La Real comenzó la temporada con altas expectativas y un plantel talentoso, incluyendo figuras como Jesús María Satrústegui, un delantero letal que se convirtió en el eje del ataque. La combinación de juventud y experiencia en el equipo permitió a la Real Sociedad desplegar un fútbol atractivo y efectivo, lo que resultó en un inicio de temporada impresionante.

A medida que avanzaba la liga, la Real se convirtió en uno de los favoritos, destacándose por su sólido juego defensivo y su capacidad para marcar goles en momentos cruciales. La afición txuriurdin se unió en torno al equipo, llenando el antiguo estadio de Atocha y creando un ambiente electrizante, donde cada partido se convertía en una celebración del fútbol.

Uno de los momentos más destacados de esa temporada fue el derbi contra el Athletic Club, un enfrentamiento que siempre despierta pasiones en San Sebastián. El equipo local no solo ganó el partido, sino que lo hizo con un juego que dejó a los aficionados extasiados y reafirmó su dominio en la ciudad.

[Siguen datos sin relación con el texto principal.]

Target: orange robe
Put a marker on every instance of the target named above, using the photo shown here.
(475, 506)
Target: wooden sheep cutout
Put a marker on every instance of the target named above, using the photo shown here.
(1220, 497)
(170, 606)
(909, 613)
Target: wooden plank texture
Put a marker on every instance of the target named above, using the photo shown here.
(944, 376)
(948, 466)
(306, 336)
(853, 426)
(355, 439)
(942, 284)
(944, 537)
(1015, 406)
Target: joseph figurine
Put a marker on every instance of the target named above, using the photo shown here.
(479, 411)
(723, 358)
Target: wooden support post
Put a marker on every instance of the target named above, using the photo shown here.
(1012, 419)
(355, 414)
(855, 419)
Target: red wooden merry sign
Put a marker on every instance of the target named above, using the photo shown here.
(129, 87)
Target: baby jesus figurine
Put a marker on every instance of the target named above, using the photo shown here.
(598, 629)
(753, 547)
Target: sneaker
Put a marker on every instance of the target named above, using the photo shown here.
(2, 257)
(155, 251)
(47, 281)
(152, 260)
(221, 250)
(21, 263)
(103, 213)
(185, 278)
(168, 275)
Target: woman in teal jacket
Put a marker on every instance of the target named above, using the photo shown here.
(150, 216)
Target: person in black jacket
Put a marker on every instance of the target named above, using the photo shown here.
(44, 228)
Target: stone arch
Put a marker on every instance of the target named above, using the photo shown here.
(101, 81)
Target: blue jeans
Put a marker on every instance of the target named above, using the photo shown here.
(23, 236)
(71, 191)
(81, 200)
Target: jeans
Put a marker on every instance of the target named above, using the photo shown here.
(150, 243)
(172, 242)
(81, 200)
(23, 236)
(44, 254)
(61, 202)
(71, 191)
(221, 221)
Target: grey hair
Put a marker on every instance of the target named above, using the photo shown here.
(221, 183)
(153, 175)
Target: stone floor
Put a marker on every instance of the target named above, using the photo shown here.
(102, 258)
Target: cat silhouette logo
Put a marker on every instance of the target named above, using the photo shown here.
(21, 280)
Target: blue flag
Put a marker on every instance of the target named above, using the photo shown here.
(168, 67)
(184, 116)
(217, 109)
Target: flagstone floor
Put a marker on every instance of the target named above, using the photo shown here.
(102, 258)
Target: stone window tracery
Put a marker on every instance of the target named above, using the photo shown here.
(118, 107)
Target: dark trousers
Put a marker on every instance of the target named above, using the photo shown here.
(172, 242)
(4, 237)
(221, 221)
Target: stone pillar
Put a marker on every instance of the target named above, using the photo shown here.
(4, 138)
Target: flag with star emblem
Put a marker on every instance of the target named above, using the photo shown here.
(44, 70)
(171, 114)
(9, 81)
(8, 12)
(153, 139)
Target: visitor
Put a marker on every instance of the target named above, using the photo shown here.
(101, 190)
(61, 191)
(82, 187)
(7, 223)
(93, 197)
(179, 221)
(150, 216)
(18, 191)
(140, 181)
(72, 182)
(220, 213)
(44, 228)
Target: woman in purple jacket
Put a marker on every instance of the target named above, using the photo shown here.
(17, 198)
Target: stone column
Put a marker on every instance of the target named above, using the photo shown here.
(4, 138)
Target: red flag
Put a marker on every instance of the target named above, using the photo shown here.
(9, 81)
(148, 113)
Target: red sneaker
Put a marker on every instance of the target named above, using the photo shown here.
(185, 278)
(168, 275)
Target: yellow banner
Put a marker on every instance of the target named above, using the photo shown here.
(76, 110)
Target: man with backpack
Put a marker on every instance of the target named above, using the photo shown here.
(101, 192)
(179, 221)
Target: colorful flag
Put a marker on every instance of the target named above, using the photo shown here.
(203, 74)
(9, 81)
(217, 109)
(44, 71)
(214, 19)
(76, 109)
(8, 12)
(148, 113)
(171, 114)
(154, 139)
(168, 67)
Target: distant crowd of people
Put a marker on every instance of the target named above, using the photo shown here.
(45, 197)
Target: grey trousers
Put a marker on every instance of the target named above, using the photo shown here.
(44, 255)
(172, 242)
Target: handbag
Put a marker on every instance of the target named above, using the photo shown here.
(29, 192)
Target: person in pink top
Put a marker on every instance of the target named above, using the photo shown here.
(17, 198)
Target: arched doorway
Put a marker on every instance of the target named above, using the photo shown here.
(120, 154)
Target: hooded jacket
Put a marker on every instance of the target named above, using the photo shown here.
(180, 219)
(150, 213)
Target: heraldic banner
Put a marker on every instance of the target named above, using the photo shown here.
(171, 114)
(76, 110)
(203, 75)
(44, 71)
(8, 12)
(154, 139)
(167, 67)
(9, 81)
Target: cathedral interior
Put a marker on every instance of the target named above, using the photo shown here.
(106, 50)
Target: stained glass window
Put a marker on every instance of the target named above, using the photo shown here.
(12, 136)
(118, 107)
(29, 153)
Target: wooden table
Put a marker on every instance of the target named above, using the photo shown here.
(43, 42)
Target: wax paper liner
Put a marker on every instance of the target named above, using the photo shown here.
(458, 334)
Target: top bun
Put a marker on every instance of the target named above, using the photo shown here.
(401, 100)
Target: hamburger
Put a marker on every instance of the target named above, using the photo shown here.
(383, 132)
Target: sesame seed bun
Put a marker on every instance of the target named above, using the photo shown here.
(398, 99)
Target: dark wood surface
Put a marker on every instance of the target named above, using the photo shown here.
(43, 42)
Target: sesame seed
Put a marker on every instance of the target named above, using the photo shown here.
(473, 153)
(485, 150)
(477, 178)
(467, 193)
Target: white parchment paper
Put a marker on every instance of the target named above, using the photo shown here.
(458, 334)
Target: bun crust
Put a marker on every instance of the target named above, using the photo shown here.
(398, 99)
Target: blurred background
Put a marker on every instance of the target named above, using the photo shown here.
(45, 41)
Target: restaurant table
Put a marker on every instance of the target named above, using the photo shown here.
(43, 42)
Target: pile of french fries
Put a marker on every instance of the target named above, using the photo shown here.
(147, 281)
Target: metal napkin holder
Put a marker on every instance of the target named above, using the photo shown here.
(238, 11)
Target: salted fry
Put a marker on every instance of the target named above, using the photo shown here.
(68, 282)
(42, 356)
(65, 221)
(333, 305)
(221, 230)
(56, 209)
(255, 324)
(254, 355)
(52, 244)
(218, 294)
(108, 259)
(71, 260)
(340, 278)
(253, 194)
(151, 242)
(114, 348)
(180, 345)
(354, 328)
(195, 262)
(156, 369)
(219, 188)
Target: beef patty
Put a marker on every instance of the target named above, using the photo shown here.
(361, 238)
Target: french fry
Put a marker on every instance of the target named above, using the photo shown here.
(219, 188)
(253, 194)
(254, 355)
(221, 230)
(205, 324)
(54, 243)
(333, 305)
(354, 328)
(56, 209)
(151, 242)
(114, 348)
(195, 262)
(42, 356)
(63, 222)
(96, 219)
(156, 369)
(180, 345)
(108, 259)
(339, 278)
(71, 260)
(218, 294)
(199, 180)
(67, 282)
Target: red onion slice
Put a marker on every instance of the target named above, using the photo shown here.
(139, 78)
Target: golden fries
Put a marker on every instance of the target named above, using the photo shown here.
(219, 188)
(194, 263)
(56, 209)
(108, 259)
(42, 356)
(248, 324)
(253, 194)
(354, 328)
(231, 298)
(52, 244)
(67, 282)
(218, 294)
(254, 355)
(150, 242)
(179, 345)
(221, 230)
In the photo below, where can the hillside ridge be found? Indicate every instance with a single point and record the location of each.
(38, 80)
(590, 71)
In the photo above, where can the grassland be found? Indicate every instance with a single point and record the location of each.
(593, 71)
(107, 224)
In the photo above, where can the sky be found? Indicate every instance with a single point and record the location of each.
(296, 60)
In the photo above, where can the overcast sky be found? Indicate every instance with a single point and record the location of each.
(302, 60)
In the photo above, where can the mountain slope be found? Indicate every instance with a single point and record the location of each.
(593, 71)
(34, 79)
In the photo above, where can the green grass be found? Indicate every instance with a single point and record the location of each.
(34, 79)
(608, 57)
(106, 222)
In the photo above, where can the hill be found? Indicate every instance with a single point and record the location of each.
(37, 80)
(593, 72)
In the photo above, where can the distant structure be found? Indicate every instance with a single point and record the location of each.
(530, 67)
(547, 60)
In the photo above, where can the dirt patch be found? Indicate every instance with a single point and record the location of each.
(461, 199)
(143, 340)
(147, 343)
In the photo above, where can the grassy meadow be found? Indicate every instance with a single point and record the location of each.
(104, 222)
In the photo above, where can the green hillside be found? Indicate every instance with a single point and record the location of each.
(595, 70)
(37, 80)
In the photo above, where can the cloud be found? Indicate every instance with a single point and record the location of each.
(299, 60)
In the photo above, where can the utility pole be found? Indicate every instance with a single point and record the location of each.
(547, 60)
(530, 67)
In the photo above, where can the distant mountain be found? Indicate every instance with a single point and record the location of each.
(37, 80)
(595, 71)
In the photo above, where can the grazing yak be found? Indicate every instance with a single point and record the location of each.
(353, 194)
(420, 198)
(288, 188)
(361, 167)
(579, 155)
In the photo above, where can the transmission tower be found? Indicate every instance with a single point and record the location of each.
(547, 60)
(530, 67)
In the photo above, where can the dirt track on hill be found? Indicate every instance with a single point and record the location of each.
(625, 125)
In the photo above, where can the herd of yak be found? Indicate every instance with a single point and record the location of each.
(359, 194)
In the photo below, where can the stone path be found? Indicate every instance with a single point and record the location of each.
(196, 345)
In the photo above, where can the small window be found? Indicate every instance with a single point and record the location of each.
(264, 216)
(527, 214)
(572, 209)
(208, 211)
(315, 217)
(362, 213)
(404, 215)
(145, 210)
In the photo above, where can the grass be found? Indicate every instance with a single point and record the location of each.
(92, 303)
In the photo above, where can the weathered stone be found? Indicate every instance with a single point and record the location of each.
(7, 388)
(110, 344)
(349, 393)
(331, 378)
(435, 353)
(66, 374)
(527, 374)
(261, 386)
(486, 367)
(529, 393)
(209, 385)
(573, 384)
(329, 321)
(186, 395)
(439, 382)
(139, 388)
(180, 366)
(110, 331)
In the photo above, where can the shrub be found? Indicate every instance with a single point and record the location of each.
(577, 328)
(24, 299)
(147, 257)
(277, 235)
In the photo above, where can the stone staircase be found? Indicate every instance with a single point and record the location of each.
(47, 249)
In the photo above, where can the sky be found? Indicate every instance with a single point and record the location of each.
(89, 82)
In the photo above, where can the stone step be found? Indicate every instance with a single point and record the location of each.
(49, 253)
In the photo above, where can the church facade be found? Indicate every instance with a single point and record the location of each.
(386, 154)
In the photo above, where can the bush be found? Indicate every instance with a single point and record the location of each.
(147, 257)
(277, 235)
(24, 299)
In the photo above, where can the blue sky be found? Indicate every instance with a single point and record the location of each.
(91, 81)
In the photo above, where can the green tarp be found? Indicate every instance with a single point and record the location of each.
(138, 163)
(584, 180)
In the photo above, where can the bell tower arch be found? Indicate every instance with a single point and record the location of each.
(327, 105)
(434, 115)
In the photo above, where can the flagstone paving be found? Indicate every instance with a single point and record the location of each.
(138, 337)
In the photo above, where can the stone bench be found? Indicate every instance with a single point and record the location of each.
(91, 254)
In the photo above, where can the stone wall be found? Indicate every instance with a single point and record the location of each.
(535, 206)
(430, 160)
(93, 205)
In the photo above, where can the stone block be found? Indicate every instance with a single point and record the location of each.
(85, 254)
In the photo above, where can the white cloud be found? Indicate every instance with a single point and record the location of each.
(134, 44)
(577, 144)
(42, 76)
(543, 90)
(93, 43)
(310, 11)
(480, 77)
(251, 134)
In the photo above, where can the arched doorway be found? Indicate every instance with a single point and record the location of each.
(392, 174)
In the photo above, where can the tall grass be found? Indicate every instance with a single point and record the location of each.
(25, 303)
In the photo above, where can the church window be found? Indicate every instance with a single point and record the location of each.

Este triunfo no solo tenía un significado deportivo, sino que también era un símbolo de orgullo para la afición txuriurdin, que había esperado este momento durante años.

La temporada culminó con la Real Sociedad asegurando su clasificación para la Copa de Europa, un logro que había eludido al club durante años. Este hito no solo fue un reflejo del arduo trabajo y la dedicación del equipo, sino también de la pasión y el apoyo inquebrantable de su afición. La Real Sociedad había logrado establecerse firmemente como un contendiente en el fútbol español.

A través de los años, la temporada 1979-80 se ha convertido en un referente para los seguidores del club, recordando cómo el trabajo en equipo, la pasión y la estrategia pueden llevar a un grupo a alcanzar sus sueños. La Real Sociedad no solo había dejado una marca en la liga; había creado una historia que resonaría en el corazón de los txuriurdines por generaciones. En cada rincón de San Sebastián, el legado de esa temporada sigue vivo, recordando a todos que el espíritu txuriurdin es indomable y eterno.